Benefícios e limitações atuais
Embora haja um aumento no número de publicações científicas desde 2020, ainda faltam evidências robustas e estudos bem estruturados que garantam a eficácia plena dos canabinoides no manejo da dor. A médica ressalta que os efeitos positivos sobre a ansiedade e a qualidade do sono são essenciais para melhorar a qualidade de vida dos pacientes, já que a dor crônica envolve múltiplos aspectos funcionais e emocionais.
Além disso, é importante preservar a capacidade funcional do paciente, evitando doses elevadas que possam causar sedação excessiva. A combinação dos diferentes canabinoides, conhecida como “efeito entourage”, potencializa os resultados terapêuticos, especialmente em produtos que mantêm o espectro completo dos compostos da planta, denominados “full spectrum”.
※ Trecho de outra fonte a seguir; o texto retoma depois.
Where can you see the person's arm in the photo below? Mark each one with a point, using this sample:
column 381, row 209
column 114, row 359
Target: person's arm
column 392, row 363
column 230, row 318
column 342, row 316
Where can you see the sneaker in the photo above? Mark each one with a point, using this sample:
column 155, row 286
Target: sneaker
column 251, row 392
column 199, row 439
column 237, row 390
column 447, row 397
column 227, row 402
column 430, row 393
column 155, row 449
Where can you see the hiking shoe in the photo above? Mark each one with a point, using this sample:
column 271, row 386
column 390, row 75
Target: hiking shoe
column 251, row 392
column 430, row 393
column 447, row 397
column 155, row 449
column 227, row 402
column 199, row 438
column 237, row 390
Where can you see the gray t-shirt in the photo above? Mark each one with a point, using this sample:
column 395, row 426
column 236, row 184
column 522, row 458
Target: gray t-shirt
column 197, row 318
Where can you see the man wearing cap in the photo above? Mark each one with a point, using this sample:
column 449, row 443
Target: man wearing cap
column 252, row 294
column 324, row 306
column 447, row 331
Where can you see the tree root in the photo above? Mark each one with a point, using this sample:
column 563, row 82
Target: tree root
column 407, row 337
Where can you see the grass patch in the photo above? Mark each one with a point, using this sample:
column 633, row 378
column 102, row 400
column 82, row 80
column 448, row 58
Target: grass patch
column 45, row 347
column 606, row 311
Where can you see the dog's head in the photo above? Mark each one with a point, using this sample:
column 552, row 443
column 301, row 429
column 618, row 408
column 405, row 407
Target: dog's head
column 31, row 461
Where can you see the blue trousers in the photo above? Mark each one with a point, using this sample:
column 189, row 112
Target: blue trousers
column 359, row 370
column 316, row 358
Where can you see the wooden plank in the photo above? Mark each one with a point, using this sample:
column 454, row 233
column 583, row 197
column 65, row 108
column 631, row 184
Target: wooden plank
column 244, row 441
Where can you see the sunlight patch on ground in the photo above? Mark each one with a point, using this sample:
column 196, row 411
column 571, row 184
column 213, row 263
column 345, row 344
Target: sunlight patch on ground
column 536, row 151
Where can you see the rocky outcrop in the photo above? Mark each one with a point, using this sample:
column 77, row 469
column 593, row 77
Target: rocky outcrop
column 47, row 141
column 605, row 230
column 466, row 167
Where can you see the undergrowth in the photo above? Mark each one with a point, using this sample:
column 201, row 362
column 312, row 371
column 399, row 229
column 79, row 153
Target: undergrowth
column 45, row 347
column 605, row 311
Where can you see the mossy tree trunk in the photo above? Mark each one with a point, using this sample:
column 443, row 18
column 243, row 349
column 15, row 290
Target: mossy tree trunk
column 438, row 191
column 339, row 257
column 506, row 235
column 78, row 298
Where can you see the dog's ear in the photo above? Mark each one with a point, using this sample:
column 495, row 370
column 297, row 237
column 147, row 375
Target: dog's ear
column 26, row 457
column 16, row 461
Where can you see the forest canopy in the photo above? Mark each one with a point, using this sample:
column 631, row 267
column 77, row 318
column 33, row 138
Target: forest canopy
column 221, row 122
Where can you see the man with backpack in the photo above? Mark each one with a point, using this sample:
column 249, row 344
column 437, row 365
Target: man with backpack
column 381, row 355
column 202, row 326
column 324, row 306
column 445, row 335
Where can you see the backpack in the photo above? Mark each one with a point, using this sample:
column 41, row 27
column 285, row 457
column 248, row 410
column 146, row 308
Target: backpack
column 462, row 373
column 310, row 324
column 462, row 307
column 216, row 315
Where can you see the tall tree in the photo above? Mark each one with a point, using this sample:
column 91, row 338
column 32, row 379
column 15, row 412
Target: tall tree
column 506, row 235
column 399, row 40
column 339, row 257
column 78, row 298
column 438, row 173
Perspectivas para o futuro
Especialistas também apontam o potencial dos canabinoides para o tratamento de doenças neurodegenerativas, como Parkinson, esclerose múltipla e demências. No entanto, a falta de interesse da indústria farmacêutica em investir em pesquisas mais aprofundadas limita o avanço dessa área, já que o foco do setor está no desenvolvimento de medicamentos patenteáveis.
Apesar dos desafios, relatos de pacientes e familiares indicam mudanças significativas no controle dos sintomas com o uso medicinal da cannabis, sinalizando uma transformação gradual no cenário terapêutico.